In [None]:
import pandas as pd
import numpy as np
from sklearn.preprocessing import LabelEncoder
from sklearn.preprocessing import MinMaxScaler
import pickle

# 載入先前訓練好的 LabelEncoder 和 MinMaxScaler 模型
with open("label_encoders.pickle", "rb") as f:
    label_encoders = pickle.load(f)

with open("minmax_scaler.pkl", "rb") as f:
    scaler = pickle.load(f)



In [None]:
# 讀取CSV資料
df = pd.read_csv("sample.csv")

# 去除特徵
features_to_keep = [
    "WHOLE_TIME",
    "CITY",
    "LIGHT",
    "Temperature",
    "WS",
    "RH",
    "Precp",
    "ROAD_TYPE_SUB1",
    "SIGNAL_TYPE",
    "VEHICLE_MAIN",
    "OBJ_GENDER",
    "OBJ_AGE",
    "CAMERA_ID",
    "EQUIP_TYPE",
    "ACCIDENT_TYPE"
]



In [None]:

# 使用 df.drop() 將其餘特徵都 drop 掉
df = df.drop(columns=[col for col in df.columns if col not in features_to_keep])

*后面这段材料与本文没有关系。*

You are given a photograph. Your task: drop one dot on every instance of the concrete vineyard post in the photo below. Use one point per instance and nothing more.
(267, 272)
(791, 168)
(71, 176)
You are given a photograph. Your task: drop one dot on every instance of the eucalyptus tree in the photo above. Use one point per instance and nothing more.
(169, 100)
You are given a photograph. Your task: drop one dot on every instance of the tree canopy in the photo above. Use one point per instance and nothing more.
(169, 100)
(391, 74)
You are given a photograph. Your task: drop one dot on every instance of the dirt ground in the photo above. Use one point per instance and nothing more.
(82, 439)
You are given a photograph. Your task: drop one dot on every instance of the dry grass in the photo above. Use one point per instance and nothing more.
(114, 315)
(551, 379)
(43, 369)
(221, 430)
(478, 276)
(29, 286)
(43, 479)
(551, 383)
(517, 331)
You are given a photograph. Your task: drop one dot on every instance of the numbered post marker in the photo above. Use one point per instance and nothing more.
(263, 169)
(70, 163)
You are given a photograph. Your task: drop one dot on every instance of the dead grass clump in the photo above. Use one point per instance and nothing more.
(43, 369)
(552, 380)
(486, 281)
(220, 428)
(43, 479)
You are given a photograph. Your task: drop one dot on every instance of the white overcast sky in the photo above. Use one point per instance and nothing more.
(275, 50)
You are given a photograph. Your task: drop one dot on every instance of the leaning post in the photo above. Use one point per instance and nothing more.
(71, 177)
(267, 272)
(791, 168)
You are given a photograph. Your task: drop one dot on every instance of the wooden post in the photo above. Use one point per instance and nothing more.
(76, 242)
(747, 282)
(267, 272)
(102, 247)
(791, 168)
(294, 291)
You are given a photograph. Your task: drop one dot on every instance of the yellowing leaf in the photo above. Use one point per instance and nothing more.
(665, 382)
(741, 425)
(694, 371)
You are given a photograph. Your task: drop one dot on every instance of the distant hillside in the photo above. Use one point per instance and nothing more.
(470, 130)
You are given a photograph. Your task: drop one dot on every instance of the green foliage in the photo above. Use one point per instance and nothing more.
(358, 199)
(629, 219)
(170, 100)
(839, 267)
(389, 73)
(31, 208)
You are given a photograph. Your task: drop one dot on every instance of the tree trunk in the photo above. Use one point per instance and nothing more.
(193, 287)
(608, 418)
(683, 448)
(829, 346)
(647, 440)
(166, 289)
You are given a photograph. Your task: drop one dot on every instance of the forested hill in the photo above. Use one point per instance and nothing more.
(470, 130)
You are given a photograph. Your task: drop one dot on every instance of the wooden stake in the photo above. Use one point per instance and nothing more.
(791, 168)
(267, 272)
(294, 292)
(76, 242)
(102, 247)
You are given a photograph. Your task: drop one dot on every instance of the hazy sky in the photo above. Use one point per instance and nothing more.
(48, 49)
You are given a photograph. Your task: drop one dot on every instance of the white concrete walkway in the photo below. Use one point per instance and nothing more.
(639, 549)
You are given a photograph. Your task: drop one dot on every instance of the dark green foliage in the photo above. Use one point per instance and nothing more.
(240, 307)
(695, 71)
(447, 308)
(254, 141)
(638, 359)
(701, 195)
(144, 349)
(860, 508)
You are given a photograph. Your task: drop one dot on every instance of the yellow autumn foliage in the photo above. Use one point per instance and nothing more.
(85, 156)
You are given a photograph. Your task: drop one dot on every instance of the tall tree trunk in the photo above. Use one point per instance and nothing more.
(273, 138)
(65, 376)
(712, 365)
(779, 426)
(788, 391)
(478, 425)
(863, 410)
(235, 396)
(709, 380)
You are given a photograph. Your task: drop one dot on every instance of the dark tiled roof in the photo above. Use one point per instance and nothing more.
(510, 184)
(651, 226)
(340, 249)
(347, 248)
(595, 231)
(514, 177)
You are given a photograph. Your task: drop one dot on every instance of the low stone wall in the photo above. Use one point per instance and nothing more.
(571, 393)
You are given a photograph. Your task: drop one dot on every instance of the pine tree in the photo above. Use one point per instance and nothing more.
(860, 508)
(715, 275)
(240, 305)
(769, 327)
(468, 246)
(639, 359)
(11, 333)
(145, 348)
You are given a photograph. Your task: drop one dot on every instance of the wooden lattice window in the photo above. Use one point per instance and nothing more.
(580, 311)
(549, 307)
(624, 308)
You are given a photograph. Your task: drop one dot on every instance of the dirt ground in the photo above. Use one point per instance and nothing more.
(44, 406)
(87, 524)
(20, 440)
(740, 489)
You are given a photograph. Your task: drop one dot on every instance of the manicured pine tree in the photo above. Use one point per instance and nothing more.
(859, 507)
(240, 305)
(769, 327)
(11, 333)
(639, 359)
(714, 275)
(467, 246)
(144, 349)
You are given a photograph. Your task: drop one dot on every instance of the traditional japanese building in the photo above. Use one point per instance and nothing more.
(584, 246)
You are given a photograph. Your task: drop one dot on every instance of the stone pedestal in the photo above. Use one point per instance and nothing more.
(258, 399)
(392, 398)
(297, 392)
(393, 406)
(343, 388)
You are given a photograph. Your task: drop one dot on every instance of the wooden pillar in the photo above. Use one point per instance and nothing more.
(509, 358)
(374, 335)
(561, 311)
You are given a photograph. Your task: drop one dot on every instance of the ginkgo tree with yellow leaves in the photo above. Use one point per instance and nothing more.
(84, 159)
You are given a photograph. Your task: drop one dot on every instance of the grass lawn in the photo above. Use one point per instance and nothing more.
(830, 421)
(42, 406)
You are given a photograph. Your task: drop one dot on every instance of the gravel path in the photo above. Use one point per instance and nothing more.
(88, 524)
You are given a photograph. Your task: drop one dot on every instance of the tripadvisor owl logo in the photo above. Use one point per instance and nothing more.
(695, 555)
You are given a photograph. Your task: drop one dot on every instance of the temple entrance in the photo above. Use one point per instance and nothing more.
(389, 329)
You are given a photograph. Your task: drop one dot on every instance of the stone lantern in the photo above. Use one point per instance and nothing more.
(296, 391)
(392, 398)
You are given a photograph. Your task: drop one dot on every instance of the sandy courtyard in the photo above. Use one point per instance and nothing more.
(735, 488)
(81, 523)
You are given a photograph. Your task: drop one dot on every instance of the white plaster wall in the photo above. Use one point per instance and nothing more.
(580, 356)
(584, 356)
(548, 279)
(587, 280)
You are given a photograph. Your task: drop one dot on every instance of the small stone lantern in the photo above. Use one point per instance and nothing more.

# df["SPEED_LIMIT"] = df["SPEED_LIMIT"].astype(int)
df[["Temperature", "RH", "WS", "Precp"]] = df[
    ["Temperature", "RH", "WS", "Precp"]
].replace(["/", "X", "...", "V", "&", "T"], np.nan)
df[["Temperature", "RH", "WS", "Precp"]] = df[
    ["Temperature", "RH", "WS", "Precp"]
].apply(pd.to_numeric, errors="coerce")
df["CAMERA_ID"] = df["CAMERA_ID"].notna().astype(int)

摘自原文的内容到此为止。